Let $x$ be a positive integer.
I considered thinking about estimating
$$\pi(x) + \pi(x/2) + \pi(x/3) + ... $$
The idea is simple.
we take primes $p_i < x$.
and we take $2 p_i < x$
and in general
$$n p_i < x $$
Then we naively expect all numbers between $1$ and $ x $ to be of these forms.
Hence the unions of $ n p_i$ should give about $x-1$.
However consider say $6 = 2*3$ and $35 = 5*7$.
$6$ is both of the form $ 2 p_i $ and $ 3 p_i $. Similar for $35$ ; $ 5 p_i$ and $ 7 p_i$.
So it appears
$$\pi(x) + \pi(x/2) + \pi(x/3) + ... = \sum_1^x fact(i) = T(x)$$
where $fact(x)$ is the number of factorizations of $x$
Since
$$f(x) + f(x/2) + f(x/3) + ... = x$$
This implies (even without conjecture $A$ but obviously with conjecture $A$)
$$ \pi(R(x) - 1) < f(x) < \pi(x+1) $$
Where $R(x)$ is the functional inverse of $T(x)$
Based on the average number of factorizations for a random $x$, $R(x)$ has as asymptotic $\frac{x}{\ln(\ln(x))}$,
therefore
$$f(x) = \frac{\pi(x)}{\ln(\ln(x))}$$
is a good asymptotic.
This implies the limit from the OP is not true.
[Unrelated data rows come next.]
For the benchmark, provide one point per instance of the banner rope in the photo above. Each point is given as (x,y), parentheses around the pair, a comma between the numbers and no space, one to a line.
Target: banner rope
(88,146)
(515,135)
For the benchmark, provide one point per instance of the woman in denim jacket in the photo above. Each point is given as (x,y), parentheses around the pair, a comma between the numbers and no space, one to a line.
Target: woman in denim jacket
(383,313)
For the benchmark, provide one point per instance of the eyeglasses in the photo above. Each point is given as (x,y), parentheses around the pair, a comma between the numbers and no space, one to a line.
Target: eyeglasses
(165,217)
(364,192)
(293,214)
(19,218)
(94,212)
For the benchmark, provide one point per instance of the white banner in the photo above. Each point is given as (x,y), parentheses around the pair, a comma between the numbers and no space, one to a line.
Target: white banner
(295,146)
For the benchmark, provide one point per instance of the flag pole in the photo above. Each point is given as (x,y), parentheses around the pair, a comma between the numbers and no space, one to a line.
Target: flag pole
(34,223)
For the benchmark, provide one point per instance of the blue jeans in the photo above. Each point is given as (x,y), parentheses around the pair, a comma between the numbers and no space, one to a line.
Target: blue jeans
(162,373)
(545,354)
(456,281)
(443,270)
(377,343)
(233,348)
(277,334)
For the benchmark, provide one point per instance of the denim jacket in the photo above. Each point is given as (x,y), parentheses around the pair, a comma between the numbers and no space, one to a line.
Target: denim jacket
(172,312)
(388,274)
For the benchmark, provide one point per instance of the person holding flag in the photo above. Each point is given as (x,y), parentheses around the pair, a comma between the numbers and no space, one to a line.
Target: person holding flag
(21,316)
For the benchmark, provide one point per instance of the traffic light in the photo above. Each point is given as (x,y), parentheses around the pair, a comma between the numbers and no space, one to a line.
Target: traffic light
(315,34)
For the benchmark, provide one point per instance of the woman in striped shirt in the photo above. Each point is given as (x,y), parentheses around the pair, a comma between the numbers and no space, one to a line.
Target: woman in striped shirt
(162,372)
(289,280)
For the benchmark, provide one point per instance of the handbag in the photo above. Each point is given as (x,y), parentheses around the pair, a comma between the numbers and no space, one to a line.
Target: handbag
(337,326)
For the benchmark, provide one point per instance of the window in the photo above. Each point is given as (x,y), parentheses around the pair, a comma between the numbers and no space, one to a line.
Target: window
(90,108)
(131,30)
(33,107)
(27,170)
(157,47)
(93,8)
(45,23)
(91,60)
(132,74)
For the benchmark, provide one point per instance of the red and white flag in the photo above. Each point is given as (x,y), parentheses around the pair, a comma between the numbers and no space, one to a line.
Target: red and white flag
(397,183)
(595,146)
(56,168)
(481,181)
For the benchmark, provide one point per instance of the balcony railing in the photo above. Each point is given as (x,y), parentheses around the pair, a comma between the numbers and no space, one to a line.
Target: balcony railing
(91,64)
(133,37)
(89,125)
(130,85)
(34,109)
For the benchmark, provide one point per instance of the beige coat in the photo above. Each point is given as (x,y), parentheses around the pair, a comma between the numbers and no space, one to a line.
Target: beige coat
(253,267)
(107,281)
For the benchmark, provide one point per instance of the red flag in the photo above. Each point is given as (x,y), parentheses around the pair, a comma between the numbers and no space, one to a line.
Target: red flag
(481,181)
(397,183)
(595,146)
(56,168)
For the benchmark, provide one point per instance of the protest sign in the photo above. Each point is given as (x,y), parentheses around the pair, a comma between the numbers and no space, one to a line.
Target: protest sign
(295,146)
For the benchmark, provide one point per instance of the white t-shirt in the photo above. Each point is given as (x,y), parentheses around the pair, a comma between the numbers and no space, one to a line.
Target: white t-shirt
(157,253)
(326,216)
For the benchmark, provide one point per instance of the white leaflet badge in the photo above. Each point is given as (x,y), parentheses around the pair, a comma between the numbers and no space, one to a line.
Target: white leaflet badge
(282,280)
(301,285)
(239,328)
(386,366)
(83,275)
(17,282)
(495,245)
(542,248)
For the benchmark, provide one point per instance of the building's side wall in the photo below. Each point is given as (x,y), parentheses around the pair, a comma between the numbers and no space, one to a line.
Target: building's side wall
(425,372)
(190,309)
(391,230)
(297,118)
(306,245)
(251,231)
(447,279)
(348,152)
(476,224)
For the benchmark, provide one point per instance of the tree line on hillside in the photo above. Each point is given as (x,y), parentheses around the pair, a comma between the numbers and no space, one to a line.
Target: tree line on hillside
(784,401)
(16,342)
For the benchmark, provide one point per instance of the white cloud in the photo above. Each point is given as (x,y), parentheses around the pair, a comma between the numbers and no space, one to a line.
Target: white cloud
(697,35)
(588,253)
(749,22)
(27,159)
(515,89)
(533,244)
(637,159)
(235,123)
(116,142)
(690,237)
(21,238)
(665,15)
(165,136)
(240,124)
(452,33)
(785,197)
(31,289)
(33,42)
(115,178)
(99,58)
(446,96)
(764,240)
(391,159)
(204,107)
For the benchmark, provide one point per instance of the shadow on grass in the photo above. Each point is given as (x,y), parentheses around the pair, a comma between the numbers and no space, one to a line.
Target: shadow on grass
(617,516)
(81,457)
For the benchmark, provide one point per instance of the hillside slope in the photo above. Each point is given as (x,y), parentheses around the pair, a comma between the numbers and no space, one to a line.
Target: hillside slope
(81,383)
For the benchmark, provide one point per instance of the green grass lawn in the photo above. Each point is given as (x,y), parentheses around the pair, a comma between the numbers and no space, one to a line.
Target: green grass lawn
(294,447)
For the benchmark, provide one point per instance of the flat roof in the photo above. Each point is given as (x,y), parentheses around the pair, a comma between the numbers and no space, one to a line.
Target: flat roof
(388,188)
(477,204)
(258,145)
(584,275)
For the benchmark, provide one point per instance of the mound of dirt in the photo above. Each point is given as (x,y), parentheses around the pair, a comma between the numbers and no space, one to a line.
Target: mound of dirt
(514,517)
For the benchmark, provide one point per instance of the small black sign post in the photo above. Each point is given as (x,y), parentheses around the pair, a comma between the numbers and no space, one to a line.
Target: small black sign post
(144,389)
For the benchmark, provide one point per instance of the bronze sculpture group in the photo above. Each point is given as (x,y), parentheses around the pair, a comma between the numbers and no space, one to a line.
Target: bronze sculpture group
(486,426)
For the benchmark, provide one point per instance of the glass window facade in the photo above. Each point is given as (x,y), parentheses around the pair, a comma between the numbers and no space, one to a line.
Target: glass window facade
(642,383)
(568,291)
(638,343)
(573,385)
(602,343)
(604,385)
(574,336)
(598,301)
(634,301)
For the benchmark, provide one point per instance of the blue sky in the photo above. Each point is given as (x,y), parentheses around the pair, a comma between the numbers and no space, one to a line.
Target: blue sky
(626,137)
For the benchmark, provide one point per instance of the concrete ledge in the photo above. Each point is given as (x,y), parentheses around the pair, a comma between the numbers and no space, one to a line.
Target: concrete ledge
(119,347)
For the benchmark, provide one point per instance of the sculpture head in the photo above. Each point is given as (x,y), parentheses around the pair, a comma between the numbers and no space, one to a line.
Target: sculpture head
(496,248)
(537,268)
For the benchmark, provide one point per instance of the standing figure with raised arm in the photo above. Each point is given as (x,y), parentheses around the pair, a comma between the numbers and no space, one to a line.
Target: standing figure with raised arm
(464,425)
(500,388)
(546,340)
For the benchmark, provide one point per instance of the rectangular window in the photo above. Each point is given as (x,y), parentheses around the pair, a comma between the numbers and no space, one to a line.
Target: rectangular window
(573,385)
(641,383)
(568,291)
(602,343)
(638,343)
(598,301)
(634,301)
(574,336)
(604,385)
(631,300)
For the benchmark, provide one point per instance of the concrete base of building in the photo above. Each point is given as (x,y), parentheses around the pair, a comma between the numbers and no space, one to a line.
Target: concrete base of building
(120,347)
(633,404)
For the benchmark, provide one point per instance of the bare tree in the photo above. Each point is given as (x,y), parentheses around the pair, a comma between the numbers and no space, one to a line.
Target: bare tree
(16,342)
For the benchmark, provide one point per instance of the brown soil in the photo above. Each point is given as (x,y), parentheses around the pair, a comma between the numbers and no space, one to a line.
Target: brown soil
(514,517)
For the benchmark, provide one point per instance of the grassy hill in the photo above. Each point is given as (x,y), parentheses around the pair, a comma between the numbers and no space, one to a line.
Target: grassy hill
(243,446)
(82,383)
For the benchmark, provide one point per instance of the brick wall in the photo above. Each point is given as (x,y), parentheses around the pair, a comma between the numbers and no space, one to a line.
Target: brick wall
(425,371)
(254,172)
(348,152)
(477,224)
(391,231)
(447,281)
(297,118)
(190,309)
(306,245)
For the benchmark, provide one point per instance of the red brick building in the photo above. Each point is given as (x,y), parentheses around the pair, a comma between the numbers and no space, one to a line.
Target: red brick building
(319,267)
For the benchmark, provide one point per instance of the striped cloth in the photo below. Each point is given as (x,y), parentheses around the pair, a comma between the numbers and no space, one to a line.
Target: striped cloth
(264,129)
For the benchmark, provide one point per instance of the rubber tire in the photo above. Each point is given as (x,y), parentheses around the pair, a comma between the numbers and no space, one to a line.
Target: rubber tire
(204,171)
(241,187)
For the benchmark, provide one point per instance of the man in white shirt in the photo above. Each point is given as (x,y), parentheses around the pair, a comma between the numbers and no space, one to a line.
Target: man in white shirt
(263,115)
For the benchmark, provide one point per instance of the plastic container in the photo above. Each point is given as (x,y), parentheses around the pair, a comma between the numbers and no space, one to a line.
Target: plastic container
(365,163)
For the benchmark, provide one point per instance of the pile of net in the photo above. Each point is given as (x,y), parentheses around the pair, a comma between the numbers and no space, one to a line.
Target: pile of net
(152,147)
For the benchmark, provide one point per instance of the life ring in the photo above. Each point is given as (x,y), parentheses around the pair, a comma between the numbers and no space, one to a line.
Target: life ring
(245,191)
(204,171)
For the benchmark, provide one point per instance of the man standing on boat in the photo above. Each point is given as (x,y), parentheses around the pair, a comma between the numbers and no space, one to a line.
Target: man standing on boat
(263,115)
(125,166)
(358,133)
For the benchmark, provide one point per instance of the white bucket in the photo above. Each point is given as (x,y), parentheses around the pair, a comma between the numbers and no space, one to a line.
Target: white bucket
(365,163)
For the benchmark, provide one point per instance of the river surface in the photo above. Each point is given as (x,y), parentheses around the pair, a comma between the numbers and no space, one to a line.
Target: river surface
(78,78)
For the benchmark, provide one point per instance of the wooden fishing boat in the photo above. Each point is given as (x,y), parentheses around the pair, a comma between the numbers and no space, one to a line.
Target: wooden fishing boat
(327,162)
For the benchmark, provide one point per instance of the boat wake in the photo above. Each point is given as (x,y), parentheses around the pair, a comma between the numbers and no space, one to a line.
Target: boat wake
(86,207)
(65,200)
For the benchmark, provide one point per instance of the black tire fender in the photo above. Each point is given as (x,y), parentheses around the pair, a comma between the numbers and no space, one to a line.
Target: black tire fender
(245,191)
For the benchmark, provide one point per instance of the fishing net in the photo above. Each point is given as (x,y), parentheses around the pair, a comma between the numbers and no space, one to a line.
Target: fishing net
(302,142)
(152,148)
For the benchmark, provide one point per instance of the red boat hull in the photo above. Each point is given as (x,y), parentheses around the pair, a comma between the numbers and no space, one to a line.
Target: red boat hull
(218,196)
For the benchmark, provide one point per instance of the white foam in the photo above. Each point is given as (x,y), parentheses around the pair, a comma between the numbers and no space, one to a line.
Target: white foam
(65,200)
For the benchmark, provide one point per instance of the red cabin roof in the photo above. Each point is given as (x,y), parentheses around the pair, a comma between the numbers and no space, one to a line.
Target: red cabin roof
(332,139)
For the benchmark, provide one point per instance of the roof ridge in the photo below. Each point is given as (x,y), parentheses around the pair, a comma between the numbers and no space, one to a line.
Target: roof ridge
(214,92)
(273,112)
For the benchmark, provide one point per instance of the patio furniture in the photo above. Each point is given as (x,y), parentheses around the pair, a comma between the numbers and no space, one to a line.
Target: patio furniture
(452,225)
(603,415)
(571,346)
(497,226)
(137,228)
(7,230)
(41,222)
What was probably the reason the idea got abandonned.
As for getting better estimates I see two routes at the moment:
Improve the estimate of $R$ or $T$.
Use the estimate for $f(x)$ together with the ratio's $\pi(x/m)/f(x/m)$ and the functional equation, and repeat that idea for a sequence of increasing improved asymptotics.